Cytoplasm-located SOD1 is the major isoform of SODs in
mammalian, and angiotensin II (ANG II)-induced ROS
has been found to down-regulate SOD1 activity in rat
MCF . These studies suggest that SOD1 is a potential
target for preventing cardiac fibrosis. However, exogenous
SOD1 cannot be delivered into cells to block oxidative
stress because of the lack of specific membrane channel
or receptor for SOD1.
PEP-1 ((KETWWETWWTEWSQPKKKRKV), a novel
peptide carrier designed by Morris group , consists of
three domains: a hydrophobic tryptophan rich motif (KET
WWETWWTEW), a spacer (SQP), and a hydrophilic
lysine-rich domain (KKKRKV). A number of proteins fused
with PEP-1 have been efficiently delivered into cells or
tissues. Our previous studies have shown that PEP-1-SOD1
fusion protein can be transduced into myocardial and
cerebral tissues to protect against oxidative stress induced by
ischemia-reperfusion injury [9–11]. In the present study,
we found that PEP-1-SOD1 fusion protein, when
transduced into rat cardiac myofibroblast, mediates collagen
metabolism by blocking ANG II-induced ROS production.

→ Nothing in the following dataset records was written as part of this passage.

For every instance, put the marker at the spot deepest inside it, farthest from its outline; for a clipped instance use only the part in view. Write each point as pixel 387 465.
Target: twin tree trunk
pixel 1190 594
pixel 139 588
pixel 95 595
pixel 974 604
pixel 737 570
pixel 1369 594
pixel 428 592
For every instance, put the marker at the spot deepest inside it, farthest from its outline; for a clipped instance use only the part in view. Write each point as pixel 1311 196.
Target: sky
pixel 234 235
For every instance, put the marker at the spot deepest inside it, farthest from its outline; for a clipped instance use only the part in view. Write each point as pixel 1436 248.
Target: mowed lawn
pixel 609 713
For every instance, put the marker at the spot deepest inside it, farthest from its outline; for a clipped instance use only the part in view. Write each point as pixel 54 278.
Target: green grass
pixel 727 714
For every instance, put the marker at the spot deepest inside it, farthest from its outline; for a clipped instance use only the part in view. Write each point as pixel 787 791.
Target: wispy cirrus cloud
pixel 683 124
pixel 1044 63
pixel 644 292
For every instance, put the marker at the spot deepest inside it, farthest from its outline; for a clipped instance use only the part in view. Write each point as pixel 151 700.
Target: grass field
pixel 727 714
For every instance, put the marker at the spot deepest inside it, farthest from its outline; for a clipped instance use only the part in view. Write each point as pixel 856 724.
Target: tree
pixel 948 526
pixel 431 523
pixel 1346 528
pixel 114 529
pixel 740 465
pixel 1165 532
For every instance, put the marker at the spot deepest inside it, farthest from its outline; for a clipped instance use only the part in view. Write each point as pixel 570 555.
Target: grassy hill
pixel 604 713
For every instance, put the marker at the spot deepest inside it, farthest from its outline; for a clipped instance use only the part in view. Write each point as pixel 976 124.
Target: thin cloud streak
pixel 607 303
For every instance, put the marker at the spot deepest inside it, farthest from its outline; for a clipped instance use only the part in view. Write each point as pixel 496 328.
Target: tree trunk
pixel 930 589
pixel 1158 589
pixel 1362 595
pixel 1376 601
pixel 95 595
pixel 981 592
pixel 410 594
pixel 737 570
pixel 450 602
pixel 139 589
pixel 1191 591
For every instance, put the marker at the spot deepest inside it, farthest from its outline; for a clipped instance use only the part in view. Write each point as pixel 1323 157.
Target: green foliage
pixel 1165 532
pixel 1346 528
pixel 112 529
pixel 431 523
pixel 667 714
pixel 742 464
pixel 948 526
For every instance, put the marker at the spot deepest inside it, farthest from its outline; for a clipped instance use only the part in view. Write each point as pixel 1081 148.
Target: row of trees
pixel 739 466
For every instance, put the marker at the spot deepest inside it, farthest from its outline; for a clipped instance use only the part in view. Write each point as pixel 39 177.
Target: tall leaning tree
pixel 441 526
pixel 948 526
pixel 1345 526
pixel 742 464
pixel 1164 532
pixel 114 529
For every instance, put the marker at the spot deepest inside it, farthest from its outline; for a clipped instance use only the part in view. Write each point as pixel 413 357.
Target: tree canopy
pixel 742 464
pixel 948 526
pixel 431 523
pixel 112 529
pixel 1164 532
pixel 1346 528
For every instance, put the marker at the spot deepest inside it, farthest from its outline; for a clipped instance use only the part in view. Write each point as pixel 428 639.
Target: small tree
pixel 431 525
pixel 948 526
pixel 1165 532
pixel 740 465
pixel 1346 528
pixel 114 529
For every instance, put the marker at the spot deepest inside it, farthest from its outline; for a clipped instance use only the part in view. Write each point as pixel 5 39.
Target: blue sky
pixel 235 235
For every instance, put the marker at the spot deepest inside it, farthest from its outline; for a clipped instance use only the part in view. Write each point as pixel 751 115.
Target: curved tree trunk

Since collagen deposition is a major factor causing fibrosis,
PEP-1-SOD1 fusion protein may be a potential therapeutic
agent for treating cardiac fibrosis.
Expression and purification of SOD1 and PEP-1-SOD1
SOD1 and PEP-1-SOD1 infusion protein were expressed
and purified as previously described [9, 10]. Briefly, two
prokaryotic expression plasmids, pET15b-SOD1 and
pET15b-PEP-1-SOD1, were constructed with TA-cloning
method. The two recombinant plasmids were respectively
transformed into E. Coli BL21 (DE3) bacteria (Novagen,
USA). Bacteria that have been successfully transformed
were grown in 100 ml LB medium containing 100 ug/ml
ampicillin at 37 °C to an OD600 value of 0.5-1.0 and
induced by 0.83 mM isopropyl-β-D-thiogalactoside (IPTG)
(Promega, USA) at 25 °C for 12 h. The bacteria were then
harvested and lysed by sonication at 4 °C in a binding
buffer (5 mM imidazole, 500 mM NaCl, 20 mM Tris–HCl,
pH 7.9) for 30 min. The supernatant after centrifugation
was loaded onto a Ni2+-nitrilotriacetic acid sepharose
affinity column (Qiagen, USA) under native conditions.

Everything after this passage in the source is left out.